Тогда Кэтрин подняла на него глаза; он и впрямь был прекрасен и нисколько не покраснел.
— Да, — сказала она, сама не зная почему; у нее никогда не кружилась голова от танцев.
— В таком случае, — сказал мистер Таунзенд, — лучше присядем где-нибудь и поговорим. Я найду подходящее местечко.

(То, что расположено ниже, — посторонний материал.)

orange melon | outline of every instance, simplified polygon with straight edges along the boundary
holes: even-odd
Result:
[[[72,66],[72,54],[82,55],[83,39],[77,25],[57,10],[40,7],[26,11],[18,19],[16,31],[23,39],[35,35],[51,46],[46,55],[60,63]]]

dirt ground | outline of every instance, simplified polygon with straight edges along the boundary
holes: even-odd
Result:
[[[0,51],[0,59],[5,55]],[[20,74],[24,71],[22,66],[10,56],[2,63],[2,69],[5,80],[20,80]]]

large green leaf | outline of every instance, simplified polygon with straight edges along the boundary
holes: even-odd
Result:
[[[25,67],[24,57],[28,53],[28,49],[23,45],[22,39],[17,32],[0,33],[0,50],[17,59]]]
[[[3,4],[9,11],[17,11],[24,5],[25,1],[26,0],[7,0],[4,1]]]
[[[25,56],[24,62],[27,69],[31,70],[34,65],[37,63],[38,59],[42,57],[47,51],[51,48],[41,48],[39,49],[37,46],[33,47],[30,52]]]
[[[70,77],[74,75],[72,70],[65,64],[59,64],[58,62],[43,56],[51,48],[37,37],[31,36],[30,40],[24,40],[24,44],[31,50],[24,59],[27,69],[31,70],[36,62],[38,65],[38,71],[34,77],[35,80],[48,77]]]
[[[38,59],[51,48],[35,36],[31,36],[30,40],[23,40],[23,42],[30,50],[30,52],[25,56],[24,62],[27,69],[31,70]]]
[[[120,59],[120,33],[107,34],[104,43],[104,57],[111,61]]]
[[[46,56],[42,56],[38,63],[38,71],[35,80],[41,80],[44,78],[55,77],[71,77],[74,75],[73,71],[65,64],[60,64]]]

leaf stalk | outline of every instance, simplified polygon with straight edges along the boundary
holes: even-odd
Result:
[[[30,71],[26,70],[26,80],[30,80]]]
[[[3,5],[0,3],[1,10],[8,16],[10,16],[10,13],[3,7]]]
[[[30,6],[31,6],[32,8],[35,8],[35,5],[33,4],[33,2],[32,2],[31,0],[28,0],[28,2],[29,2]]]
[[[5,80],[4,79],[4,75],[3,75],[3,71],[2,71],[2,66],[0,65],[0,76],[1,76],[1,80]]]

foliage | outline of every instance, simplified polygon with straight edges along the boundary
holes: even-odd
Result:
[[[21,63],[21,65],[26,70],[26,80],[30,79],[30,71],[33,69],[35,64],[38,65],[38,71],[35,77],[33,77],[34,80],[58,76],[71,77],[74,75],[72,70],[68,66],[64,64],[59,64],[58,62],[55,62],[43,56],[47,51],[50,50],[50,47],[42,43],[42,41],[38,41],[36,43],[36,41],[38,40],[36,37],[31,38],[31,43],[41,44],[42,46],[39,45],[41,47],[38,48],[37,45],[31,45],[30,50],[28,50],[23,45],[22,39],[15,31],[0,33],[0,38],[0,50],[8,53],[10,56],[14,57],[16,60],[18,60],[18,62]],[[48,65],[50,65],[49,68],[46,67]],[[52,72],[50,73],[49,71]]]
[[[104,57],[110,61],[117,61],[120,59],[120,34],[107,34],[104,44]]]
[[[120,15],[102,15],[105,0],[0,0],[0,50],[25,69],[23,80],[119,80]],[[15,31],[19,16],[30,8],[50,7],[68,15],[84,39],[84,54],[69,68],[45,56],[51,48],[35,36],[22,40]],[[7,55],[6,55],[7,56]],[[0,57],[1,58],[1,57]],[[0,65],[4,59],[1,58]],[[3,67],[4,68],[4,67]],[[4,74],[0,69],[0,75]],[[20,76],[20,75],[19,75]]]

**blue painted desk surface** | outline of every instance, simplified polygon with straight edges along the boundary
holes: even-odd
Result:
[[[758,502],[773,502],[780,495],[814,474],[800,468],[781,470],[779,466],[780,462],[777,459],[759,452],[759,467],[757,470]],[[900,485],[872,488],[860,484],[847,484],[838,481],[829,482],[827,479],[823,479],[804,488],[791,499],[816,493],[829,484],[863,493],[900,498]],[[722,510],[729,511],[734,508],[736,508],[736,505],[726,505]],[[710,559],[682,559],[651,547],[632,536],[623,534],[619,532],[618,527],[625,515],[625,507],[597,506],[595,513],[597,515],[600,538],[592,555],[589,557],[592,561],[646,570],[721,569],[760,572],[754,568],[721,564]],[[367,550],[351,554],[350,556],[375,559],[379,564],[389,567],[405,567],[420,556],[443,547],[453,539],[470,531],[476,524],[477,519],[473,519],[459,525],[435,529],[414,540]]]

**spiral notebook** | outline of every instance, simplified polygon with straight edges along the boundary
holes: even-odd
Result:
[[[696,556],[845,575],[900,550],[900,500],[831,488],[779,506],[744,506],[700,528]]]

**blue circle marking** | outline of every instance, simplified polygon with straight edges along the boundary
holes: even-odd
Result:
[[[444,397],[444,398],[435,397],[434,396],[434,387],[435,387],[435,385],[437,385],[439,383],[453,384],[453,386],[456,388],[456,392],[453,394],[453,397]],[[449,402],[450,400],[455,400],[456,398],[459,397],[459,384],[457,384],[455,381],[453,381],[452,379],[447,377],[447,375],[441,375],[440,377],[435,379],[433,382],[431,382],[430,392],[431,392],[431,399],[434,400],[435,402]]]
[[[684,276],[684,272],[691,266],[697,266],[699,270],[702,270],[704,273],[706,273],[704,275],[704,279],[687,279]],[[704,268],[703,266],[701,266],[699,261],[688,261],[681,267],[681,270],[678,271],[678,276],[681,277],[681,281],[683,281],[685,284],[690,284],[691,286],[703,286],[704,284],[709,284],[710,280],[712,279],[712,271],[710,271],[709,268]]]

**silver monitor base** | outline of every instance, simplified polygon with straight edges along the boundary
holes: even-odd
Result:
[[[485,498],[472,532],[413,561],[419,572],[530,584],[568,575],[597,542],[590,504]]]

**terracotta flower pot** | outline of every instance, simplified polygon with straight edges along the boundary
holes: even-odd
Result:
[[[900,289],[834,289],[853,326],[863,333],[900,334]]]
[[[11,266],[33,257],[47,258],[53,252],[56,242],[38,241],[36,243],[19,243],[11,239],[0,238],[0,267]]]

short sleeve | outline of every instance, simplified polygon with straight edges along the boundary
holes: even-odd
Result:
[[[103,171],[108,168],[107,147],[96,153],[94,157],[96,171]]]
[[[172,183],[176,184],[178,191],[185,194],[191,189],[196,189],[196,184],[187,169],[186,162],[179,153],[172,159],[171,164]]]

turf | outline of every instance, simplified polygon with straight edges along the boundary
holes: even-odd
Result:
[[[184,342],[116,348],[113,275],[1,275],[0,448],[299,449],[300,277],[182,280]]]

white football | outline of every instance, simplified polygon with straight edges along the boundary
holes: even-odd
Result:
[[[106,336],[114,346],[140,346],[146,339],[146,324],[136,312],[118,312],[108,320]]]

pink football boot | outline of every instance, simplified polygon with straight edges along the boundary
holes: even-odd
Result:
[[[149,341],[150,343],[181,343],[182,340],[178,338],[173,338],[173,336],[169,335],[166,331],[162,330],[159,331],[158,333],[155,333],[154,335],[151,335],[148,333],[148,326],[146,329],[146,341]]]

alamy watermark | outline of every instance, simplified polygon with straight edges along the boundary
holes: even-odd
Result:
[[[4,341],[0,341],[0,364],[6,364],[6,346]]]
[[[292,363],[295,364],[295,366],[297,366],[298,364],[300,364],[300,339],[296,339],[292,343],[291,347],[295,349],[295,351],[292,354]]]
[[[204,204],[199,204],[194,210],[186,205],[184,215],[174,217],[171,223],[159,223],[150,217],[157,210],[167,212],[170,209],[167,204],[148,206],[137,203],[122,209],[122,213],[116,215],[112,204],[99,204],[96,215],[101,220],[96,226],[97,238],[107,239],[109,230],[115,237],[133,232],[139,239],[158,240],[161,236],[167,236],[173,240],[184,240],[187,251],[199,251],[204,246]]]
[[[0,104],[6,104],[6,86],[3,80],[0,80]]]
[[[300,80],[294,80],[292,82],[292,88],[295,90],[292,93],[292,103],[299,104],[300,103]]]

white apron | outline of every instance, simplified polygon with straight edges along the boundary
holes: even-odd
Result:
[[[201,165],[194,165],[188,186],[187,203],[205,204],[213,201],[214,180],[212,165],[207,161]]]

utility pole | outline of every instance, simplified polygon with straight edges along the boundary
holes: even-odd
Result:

Он нашел подходящее местечко — прелестное местечко, диванчик на двоих. Комнаты к этому времени были полны гостей; танцующих стало еще больше, а зрители стояли перед молодыми людьми, так что Кэтрин и ее кавалер оказались вдали от любопытных взглядов и как бы наедине. Мистер Таунзенд сказал «поговорим», но говорил по-прежнему только он. Кэтрин откинулась на спинку дивана, улыбалась, глядела на него и думала: какой он умный! Лицо у него было как на портрете; Кэтрин не встречала таких лиц — таких тонких, изящных и совершенных — среди молодых нью-йоркцев, которые попадались ей на улицах и на семейных торжествах. Он был высокий и стройный и при этом казался очень сильным. Кэтрин невольно сравнивала его со статуей. Но статуи не умеют так говорить, а главное — у статуй не бывает глаз такого удивительного оттенка. Он никогда прежде не посещал миссис Олмонд и чувствовал себя чужим; и очень мило, что Кэтрин снизошла к нему. Он дальний родственник Артура Таунзенда, очень дальний; и Артур привел его, чтобы представить семье своей невесты. Он и вообще в Нью-Йорке всем чужой. Он здесь родился, но много лет провел вдали отсюда: объездил весь мир, жил на краю света и вернулся всего несколько недель назад. В Нью-Йорке ему очень нравится, но он чувствует себя одиноко.